What is worse, this will impact on your e-mail server. If your e-mail server is a shared server from your ISP, you could find yourself in breach of their terms of service, and have your site shut down. Worse still, often those forms will be filled in using already harvested addresses, meaning any automated replies could be sent to innocent victims using YOUR mail server, from YOUR e-mail address. This could result in you and even your ISP being blacklisted which may again find you in breach of contact. In the worst case, compensation may be sought by your ISP or third parties as a result of system downtime, loss of revenue and time for remedial work.
So what can be done? How can you tell the bots from real people?
It’s actually relatively easy to spot a robot. The Turing Test has been around for a while, and so far no one has made a computer which can fool a human into thinking they’re real. What is needed then is a reverse Turing Test which challenges anyone using the form, with a question only a human could possibly answer. You will be glad to know that there are many different kinds of test which have been developed and are collectively referred to as CAPTCHA: “Completely Automated Public Turing test to tell Computers and Humans Apart”
You may already have used a CAPTCHA, they typically take the form of a graphical rendering of a word. The user must type the word in response thus passing the test. Early versions were easily broken using the same OCR methods as with e-mail harvesting, but the test have quickly been made harder by deforming the words, and adding extra graphics to make the words hard for the OCR to decode.

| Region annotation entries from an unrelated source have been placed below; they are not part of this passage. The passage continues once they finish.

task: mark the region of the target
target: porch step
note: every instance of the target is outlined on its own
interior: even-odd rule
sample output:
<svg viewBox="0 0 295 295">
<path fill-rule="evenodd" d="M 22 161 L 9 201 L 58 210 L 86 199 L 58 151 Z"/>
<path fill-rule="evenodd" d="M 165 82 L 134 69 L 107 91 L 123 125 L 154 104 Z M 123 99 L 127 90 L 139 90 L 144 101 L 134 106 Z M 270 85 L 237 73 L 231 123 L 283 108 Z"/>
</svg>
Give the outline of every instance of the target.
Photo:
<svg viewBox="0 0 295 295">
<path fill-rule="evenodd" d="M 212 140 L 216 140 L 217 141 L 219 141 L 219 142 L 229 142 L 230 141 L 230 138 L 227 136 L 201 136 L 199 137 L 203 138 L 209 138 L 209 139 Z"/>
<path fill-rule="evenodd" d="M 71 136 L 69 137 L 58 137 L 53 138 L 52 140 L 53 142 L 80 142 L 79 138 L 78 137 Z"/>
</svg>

As a result, some CAPTCHA systems are very hard to read and have serious usability and accessibility issues, but systems such as re-CAPTCHA give very useable results and have audio versions of the code for increased accessibility.
Many ISPs are now making it mandatory for CAPTCHA systems to be installed on any web form they host, and with the risks discussed above, it’s clear why this is the case. No ISP wants to be blacklisted, accused of spamming and they certainly don’t want the performance of their servers compromised either.
This is why CAPTCHA systems are here to stay and anyone not taking on the new technology will be left behind … Still clearing their inbox probably.